Applications need memory. The processor provides access to memory through memory pages; applications request memory using virtual addresses, and the processor translates that to physical addresses on-the-fly. The mapping between the physical and virtual addresses is maintained in the page table; speeding access to that large table is a cache, called the Translation Lookaside Buffer.
By default, the pages are small, only 4KB in size; on AMD's Opteron and Athlon 64 processors, the TLB caches the translations to 512 of these 4K pages. Thus, the TLB can only provide high-speed access to the mappings for a tiny fraction of the memory used in a modern server or workstation.
However, as we explained in Part 1, you can configure AMD64-based systems to use large memory pages, which are 2MB in size, and thereby provide a more efficient TLB caching system and, in many cases, faster application performance. In Part 2, we'll talk about how to use those large memory pages under 32-bit and 64-bit Windows and Linux, and configure three advanced Java Virtual Machines to take advantage of them.

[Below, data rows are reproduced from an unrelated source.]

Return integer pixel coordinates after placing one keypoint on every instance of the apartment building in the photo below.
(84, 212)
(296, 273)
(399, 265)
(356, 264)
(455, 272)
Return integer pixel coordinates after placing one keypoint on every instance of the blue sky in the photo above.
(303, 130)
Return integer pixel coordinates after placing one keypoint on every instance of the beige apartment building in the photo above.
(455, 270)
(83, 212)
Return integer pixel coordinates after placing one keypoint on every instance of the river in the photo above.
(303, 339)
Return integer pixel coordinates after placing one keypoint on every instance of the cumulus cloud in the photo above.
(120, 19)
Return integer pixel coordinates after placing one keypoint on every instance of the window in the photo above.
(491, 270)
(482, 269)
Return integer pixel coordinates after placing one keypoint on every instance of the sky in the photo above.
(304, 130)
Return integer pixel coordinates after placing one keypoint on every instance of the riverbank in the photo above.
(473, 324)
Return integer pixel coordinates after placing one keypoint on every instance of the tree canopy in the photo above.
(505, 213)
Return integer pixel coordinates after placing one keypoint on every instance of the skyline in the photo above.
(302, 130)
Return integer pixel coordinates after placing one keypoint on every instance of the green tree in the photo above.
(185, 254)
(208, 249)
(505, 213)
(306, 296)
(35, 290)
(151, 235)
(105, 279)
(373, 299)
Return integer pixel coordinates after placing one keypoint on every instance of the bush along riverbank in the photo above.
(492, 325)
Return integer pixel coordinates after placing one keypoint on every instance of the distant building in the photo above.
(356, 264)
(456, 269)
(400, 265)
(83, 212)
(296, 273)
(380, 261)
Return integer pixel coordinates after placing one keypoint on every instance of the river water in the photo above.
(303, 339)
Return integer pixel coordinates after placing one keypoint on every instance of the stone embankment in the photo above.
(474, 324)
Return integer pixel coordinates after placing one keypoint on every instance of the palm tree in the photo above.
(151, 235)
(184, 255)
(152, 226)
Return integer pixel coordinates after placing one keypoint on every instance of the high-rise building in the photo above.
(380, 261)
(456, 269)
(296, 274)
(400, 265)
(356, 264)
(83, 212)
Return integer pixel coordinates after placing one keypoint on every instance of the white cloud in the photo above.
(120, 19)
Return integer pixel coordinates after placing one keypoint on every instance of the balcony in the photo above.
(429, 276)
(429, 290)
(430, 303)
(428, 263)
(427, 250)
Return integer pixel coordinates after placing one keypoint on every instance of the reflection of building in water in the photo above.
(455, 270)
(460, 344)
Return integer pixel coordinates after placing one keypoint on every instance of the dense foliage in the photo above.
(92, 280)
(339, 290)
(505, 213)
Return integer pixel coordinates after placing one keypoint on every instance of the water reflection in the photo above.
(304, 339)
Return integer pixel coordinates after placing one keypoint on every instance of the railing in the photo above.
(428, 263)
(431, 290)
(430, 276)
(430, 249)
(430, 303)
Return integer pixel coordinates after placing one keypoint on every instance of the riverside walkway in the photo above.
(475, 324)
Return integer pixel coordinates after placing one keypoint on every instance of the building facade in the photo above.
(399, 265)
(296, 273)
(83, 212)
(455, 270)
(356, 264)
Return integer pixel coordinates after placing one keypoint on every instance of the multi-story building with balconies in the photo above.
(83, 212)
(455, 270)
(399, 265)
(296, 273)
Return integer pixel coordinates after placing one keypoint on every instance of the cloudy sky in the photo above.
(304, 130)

Setting Up Linux and Windows
Before we get started, note that configuring a JVM for large pages will require the operating system to reserve, or pin, large blocks of continuous memory. In other words, for each 2MB large page you request, Linux or Windows must find 2MB of contiguous memory, which is then pinned so that it will not be paged out.
Therefore, it's best to set up the JVM when your PC or server has just been rebooted; that way, big blocks of contiguous memory are available to be reserved. If you wait until the machine has been running for some time, memory will become fragmented, and the operating system may not be able to find as many 2MB contiguous blocks are you requirethereby giving your JVM less memory, and somewhat reducing the effectiveness of the techniques.
The procedures for setting up Linux and Windows are quite different.
Linux : To set Linux for large pages, there are two steps: first, make sure your kernel supports large pages, and then, allocate those pages. log in as root.
To check to make sure that your kernel support large pages, go to the shell and issue the command:
cat /proc/meminfo
If the output has lines that say "HugePage_Total," "HugePages_Free" and "Hugepagesize," then you're in business. Also, the /proc/filesystems should show a file system of type "hugetlbfs," which means "huge translation lookaside buffer file system." (Remember, Linux uses the word "huge" instead of "large.")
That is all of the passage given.